Río County, Texas. En los años 50, mejicanos, afroamericanos y norteamericanos vivían en un equilibrio forzado por el miedo. Charlie Wade era la ley y la ley tenía predilección por el color blanco. Pero un buen día éste desapareció y fue sustituido por el hoy ya legendario Buddy Deeds, todavía recordado por su carisma y su buen hacer. El presente narrado por Sayles está protagonizado por el hijo de este mito, que regresó al pueblo tras unos años de ausencia y logró el cargo de sheriff gracias a su apellido. En los primeros compases del film, el conflicto argumental estalla en forma de un esqueleto y una estrella de sheriff que acaban de ser encontrados en las afueras del condado.

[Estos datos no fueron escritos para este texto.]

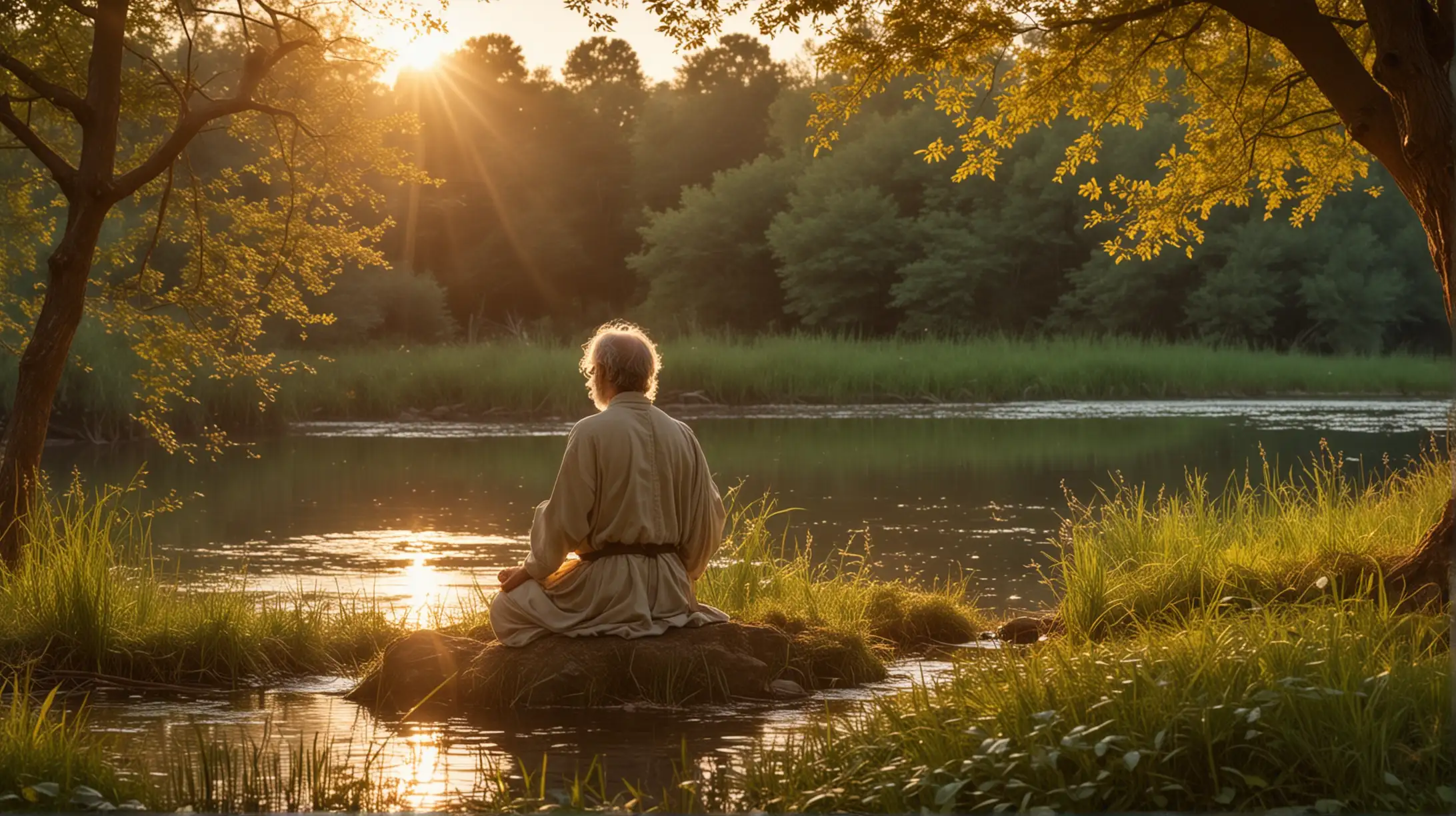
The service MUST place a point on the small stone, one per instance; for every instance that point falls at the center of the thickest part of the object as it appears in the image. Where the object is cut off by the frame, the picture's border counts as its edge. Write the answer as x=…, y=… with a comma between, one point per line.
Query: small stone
x=787, y=689
x=1023, y=630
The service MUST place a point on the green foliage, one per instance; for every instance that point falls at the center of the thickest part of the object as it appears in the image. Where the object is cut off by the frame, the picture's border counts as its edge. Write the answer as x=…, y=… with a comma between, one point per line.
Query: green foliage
x=1337, y=707
x=839, y=254
x=868, y=238
x=50, y=758
x=1135, y=555
x=383, y=305
x=707, y=263
x=714, y=117
x=88, y=599
x=763, y=579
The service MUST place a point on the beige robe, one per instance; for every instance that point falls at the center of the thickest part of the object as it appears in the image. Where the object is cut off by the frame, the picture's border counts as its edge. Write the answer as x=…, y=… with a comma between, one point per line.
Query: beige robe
x=631, y=475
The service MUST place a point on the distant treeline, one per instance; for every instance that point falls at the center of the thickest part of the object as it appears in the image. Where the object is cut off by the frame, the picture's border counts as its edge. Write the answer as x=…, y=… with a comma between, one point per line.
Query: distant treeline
x=565, y=199
x=695, y=205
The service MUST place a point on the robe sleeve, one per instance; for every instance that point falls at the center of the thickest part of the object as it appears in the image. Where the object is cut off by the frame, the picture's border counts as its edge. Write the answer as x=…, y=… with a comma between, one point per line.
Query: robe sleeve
x=564, y=521
x=705, y=528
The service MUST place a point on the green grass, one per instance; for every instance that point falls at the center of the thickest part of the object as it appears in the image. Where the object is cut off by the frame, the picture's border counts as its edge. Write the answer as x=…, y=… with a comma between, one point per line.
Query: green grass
x=1136, y=555
x=1333, y=705
x=510, y=377
x=513, y=377
x=47, y=754
x=763, y=577
x=88, y=601
x=1159, y=700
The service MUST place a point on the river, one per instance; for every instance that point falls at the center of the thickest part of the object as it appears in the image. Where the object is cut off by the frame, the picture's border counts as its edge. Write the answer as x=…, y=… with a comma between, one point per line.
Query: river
x=420, y=513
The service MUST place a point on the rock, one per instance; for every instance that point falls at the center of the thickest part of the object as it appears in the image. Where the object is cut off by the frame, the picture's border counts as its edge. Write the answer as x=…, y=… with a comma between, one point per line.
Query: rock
x=682, y=666
x=417, y=668
x=1028, y=629
x=787, y=689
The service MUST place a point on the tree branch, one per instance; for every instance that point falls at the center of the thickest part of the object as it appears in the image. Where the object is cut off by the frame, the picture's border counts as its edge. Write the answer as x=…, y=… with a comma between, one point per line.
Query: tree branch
x=81, y=9
x=1111, y=22
x=1362, y=104
x=61, y=171
x=59, y=95
x=255, y=67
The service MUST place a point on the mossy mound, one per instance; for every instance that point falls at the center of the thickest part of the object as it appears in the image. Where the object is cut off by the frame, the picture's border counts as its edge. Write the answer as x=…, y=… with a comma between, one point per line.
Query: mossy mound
x=679, y=668
x=912, y=620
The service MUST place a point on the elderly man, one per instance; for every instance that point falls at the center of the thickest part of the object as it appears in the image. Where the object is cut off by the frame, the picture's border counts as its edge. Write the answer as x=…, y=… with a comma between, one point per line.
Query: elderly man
x=634, y=500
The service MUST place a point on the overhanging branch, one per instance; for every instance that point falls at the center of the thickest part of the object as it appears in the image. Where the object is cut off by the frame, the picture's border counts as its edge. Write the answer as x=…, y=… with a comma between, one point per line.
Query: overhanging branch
x=59, y=95
x=255, y=67
x=61, y=171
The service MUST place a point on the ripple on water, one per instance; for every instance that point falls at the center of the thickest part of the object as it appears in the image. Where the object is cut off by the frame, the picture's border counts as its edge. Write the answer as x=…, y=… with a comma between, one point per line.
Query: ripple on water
x=1360, y=416
x=437, y=761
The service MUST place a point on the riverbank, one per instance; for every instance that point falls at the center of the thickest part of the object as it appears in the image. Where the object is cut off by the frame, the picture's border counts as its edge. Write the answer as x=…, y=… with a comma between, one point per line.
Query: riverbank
x=541, y=379
x=1219, y=655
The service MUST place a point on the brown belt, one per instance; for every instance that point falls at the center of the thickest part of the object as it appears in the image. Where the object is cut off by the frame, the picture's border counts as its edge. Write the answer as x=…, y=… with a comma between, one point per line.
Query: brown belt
x=650, y=550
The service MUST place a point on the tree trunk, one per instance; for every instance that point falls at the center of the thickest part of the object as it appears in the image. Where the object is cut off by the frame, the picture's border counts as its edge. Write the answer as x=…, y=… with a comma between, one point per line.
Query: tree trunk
x=1414, y=47
x=89, y=197
x=1423, y=577
x=41, y=367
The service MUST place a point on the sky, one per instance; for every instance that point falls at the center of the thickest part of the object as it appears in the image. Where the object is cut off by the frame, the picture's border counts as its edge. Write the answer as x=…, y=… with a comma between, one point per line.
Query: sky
x=547, y=31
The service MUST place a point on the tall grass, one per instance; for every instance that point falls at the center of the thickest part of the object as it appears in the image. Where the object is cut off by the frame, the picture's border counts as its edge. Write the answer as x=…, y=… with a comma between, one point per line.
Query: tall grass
x=542, y=378
x=47, y=754
x=86, y=601
x=267, y=775
x=1135, y=554
x=1334, y=705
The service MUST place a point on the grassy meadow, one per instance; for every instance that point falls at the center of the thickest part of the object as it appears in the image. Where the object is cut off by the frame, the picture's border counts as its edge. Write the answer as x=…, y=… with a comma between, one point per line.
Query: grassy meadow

En escasos minutos, Sayles expone un contexto muy rico en matices que combina pasado y presente a través de pinceladas muy certeras y presenta a sus protagonistas con la contundencia y la economía narrativa de los mejores guionistas. Mediante unos flashbacks basados en el uso ejemplar de la elipsis (una mezcla prodigiosa entre la elipsis visual y la temporal), el director nos presenta a esos dos grandes enemigos que, sin gozar de excesivos minutos en pantalla, sobrevolarán el hilo argumental del film durante gran parte de su metraje: Wade y Deeds, dos ejemplos de escritura que a través de dos intervenciones se convierten en mitos fuera y dentro de la pantalla.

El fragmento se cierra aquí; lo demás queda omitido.